"I'll order wine," he said. "We can see that the cork hasn't been tampered with, and that's less likely to poison you than anything else."
"You're mighty cheerful, Major," laughed Muriel.
"Well, Miss Lister, we're in for it now, anyway. Don't blame me."
"I wouldn't have missed it for the world," put in Paul enthusiastically. "By Jove, Ursula, just look at that band! Did you ever see anything more comic in your life?"
Paul shortly forgot the stage, or nearly so. It was the audience that interested him, and the great glow of light that lost itself in the black desert about and shone on strange Eastern faces that came and went on the shadow-line of its edge. It was unusual, too, to sit with that fantastic noise in one's ears and yet to be able to look out to the silence yonder under the serene stars. There were two semi-European women at a table near, also, to whom his eyes constantly if surreptitiously returned. Fat, bulging, in tawdry lace and imitation jewels, they were nevertheless smiling, gay, human, he thought, and one of them kept a motherly eye on a child of seven or eight in a sailor suit who would wander from her side. He leant forward to draw Ursula's attention to them. And then he saw that her eyes were fixed on the stage.

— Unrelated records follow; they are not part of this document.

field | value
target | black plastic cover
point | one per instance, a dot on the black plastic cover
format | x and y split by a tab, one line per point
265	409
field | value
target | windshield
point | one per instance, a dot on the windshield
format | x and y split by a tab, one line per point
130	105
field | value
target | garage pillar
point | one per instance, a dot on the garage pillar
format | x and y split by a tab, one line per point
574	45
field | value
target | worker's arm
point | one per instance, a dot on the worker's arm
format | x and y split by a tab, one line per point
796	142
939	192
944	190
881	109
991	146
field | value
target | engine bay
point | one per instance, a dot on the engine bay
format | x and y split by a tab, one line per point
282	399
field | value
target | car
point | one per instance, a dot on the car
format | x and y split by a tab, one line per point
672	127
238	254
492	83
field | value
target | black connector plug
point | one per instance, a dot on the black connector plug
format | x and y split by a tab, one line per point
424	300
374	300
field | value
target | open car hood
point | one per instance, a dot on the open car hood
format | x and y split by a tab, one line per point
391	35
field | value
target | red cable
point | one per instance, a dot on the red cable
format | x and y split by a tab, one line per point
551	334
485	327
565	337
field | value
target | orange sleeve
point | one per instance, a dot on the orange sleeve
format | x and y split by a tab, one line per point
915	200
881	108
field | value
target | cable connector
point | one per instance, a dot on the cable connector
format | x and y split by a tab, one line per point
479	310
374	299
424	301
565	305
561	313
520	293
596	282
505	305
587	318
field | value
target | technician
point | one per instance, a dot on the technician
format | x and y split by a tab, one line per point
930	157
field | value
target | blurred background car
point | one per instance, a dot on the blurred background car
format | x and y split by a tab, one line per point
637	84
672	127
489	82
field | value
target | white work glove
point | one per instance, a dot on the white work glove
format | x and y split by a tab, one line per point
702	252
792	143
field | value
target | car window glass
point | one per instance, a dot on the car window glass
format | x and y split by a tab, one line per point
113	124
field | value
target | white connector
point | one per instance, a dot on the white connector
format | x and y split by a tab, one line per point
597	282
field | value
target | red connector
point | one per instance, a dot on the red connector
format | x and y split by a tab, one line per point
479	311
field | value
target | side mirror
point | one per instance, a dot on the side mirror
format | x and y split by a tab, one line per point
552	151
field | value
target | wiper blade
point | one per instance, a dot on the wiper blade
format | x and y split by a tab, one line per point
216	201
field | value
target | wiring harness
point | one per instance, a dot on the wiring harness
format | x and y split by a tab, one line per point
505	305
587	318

Into the garish light, heralded with clashing cymbals, advanced three African girls with elaborately dressed woolly hair, thick rouged lips, bright laughing eyes. Their legs and feet were bare. Short coloured skirts reached only to the knee, and scarcely to that. Above the waist they wore only tiny bodices of vivid colour, red and yellow, which were bound tightly across breasts firmly outlined beneath them. Gaudy necklaces of beads and coins sparkled around their necks, and a host of jingling bangles decorated their bare arms. Each carried a tambourine, and to the accompaniment of native drums, they postured and danced.
It was no more than a danse du ventre, but it was at least a new experience for Paul.
A tense stillness settled gradually down on the audience, it seemed to him. The edge of the broken irregular circle of light filled up with faces, a grey and black wall of them, a fence of gleaming staring eyes. The drums beat in a wild rhythm, and shrill native pipes broke in. Wilder and wilder grew the dance. The protuberant posturings, the voluptuous writhings of which he hardly guessed the meaning, the extraordinary wheelings in swift steps during which the three performers shook their heavy buttocks brazenly at the gazing crowd, glancing over their shoulders the while, were abandoned for more reckless tossing of arms and legs, more shrill, more cacophonous music. Paul grew white. The Major leaned over towards the ladies. "Er—er," he stammered, red-faced. "I think perhaps it's getting late. Hadn't we better be going?"
"Certainly," said Muriel, getting up at once. Paul followed suit.
"Wait till this is over," said Ursula, coolly. "You can't leave in the middle of a turn."